On Friday, the U.S. Treasury Inspector General for Tax Administration informed congressional staffers from several committees that the missing emails had been found among hundreds of "disaster recovery tapes" used to back up the IRS email system. Now this will surely provide House Republicans with the chance to examine Lerner's precise role in the IRS targeting scandal.

"They just said it took them several weeks and some forensic effort to get these emails off these tapes," a congressional aide told the Washington Examiner.

Learner, who headed the IRS division, has been accused of processing Tea Party and conservative groups' for tax exempt status in an unfair manner before the 2010 and 2012 elections, including the IRS who improperly delayed dozens of applications for years, according to an internal audit by the agency's inspector general.
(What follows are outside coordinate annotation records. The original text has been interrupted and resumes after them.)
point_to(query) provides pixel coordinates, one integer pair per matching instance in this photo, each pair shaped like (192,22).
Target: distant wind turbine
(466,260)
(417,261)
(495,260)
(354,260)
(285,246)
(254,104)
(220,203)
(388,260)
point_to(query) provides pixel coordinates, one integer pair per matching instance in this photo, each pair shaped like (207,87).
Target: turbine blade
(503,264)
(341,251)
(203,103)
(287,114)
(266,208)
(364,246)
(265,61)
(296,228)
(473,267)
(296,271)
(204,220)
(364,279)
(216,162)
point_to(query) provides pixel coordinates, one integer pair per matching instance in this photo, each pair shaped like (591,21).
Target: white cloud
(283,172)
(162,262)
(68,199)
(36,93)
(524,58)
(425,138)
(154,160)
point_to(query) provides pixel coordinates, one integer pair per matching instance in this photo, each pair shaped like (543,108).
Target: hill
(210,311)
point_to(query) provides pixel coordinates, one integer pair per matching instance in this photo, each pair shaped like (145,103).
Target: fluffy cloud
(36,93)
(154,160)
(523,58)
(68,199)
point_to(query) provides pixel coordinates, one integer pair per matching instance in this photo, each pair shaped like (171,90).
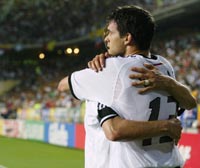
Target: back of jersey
(155,105)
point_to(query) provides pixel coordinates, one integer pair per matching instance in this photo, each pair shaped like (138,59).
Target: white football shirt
(112,87)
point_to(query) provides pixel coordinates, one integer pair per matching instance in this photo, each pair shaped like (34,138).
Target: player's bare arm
(158,81)
(117,129)
(154,80)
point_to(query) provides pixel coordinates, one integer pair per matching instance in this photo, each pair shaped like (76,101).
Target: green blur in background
(17,153)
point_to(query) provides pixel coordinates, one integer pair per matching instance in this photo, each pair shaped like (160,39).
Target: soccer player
(130,31)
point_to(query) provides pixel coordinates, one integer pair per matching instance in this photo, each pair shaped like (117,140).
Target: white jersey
(112,87)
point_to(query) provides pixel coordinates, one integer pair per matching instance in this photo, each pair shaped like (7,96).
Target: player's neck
(133,51)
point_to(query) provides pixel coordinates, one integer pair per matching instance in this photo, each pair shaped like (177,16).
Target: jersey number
(155,106)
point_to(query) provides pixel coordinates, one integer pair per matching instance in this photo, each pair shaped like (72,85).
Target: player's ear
(128,39)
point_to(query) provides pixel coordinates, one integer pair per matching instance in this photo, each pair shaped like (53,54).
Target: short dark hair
(136,21)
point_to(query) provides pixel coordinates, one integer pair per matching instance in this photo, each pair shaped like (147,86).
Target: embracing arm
(157,81)
(117,129)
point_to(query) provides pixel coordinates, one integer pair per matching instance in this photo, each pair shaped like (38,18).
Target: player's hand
(63,85)
(175,129)
(98,62)
(149,77)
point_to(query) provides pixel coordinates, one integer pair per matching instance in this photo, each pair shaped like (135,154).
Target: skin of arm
(157,81)
(117,129)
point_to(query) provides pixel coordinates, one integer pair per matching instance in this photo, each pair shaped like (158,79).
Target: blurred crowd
(41,21)
(37,89)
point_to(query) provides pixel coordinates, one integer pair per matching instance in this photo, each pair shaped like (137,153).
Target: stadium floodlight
(76,51)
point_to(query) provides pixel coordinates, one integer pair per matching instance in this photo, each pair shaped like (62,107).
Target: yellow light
(68,50)
(41,55)
(76,50)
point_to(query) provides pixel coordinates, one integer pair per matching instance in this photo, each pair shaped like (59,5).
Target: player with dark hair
(110,94)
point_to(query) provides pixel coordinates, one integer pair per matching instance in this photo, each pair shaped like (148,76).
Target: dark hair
(137,21)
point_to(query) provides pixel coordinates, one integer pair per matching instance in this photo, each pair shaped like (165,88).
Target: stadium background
(43,41)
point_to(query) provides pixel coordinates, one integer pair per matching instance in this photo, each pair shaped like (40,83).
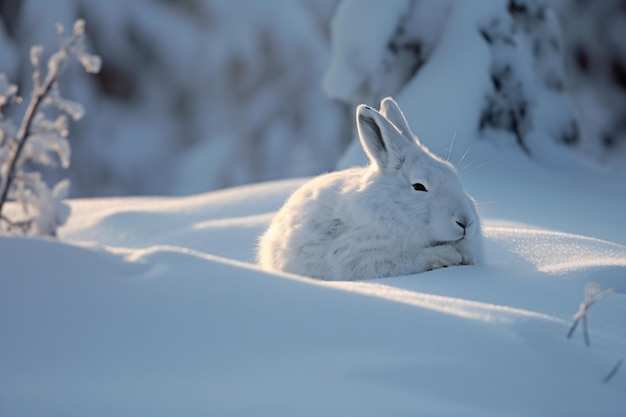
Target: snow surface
(153,306)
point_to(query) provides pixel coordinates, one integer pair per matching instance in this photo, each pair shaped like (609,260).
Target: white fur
(369,222)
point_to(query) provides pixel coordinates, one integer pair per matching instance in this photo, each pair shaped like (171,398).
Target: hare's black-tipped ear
(382,141)
(390,109)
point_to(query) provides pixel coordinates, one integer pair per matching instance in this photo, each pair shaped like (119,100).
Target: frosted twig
(592,296)
(613,371)
(48,135)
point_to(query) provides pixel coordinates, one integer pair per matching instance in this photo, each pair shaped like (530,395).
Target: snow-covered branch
(38,137)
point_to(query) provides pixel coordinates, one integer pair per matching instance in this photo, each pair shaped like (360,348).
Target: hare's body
(374,221)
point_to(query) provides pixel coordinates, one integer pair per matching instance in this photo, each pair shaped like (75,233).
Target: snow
(153,306)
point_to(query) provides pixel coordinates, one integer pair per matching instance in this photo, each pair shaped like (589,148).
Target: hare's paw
(443,256)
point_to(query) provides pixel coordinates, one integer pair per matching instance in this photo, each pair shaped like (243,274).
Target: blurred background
(196,95)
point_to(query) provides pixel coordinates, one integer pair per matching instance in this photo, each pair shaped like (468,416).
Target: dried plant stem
(592,296)
(613,371)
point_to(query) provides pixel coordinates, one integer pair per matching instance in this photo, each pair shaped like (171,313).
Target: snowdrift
(154,306)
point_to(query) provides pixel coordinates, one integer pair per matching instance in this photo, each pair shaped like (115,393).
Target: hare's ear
(383,143)
(390,109)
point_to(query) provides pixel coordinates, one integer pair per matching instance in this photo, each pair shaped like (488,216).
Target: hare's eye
(419,187)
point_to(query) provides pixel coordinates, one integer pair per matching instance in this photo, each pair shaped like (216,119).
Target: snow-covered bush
(528,97)
(40,139)
(194,95)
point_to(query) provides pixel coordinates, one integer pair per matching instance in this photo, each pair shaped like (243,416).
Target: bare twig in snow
(613,371)
(592,296)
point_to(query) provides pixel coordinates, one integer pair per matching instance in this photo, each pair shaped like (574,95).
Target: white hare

Documents show that some liberal groups were singled out, too, Politico reported.

Since the scandal broke in 2013, documents from various agencies and individuals have been requested by GOP-led House committees, with IRS claiming to have spent $10 million in compliance of such requests. But Lerner, who was placed on administrative leave shortly after the scandal broke, and has since retired, remained the focal suspicion of the controversy, repeatedly denying any illegal behavior.

Early in 2014, the IRS finally agreed to hand over all of Lerner's emails and set about collecting them, only to realize that many of them prior to April 2011 were missing. In a claim that strains all credulity, the agency stated to have discovered that Lerner's computer had crashed in mid-2011, wiping out two years' worth of her emails from 2009 through 2011. The fact that they made no mention of this after promising to turn over the documents for two months cast had committee investigators crying foul, especially after it was revealed that, as a matter of Federal law, the agency was required to and has maintained a contract with an outside company, Sonasoft, for the sole purpose of backing up the email files. As a result of what many on Capitol Hill believe to be a convenient stall and cover up tactic, outspoken conservative Senator Ted Cruz (Republican, Texas) called for the Justice Department to appoint a special prosecutor to investigate the matter further.
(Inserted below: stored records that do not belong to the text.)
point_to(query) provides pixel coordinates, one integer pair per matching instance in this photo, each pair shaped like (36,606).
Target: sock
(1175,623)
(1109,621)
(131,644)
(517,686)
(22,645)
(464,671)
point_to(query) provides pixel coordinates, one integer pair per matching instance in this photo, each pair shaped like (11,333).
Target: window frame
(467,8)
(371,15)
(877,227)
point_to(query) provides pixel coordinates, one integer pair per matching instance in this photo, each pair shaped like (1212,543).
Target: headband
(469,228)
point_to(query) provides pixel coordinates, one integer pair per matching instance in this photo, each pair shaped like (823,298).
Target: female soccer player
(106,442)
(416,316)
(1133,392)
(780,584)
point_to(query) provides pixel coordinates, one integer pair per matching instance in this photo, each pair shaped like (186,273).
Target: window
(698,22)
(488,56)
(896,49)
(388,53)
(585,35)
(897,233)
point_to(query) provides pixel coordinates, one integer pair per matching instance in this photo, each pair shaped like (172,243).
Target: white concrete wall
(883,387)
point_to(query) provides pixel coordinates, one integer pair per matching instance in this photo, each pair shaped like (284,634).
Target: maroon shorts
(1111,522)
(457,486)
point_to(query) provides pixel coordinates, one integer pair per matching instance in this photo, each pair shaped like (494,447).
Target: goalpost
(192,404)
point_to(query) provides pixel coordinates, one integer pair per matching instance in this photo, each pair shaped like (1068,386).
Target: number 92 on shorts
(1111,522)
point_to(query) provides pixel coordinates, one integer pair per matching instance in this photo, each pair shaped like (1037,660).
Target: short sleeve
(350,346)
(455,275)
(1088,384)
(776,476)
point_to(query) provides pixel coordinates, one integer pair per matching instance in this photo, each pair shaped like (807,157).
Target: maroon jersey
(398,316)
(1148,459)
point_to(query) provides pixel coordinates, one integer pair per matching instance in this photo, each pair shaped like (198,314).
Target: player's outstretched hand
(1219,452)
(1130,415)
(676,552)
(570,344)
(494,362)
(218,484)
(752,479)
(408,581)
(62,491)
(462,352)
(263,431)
Apart from Lerner, the IRS also lost the emails of several other employees who worked under Lerner during that period.

Until June, the tax agency was still claiming that Lerner's hard drive had been recycled and presumably destroyed after the computer crash in 2011. But now, the TIGTA has found many of those emails and are reportedly working to recover them fully, a GOP who spoke with TIGTA was told.

Out of the 744 disaster recovery tapes, about 250 million emails need to be reviewed. It will apparently take a few weeks before the emails get pulled out, redacted appropriately and otherwise ready to be presented to members of Congress, TheBlaze reported.

On late Friday, Rep. Darrell Issa (R-Calif.) stated that his committee was ready to analyze and examine the recovered emails.

"Though it is unclear whether TIGTA has found all of the missing Lois Lerner emails, there may be significant information in this discovery," he said. "The Oversight Committee will be looking for information about her mindset and who she was communicating with outside the IRS during a critical period of time when the IRS was targeting conservative groups."

But Issa also criticized the IRS for failing to come up with the emails itself. "This discovery also underscores the lack of cooperation Congress has received from the IRS," Issa said. "The agency first failed to disclose the loss to Congress and then tried to declare Lerner's emails gone and lost forever. Once again it appears the IRS hasn't been straight with Congress and the American people."

Meanwhile, IRS Commissioner John Koskinen is fully cooperating with the investigation, the IRS said in a statement to the Examiner.

"As Commissioner Koskinen has stated, the IRS welcomes TIGTA's independent review and expert forensic analysis," the statement said. "Commissioner Koskinen has said for some time he would be pleased if additional Lois Lerner emails from this time frame could be found."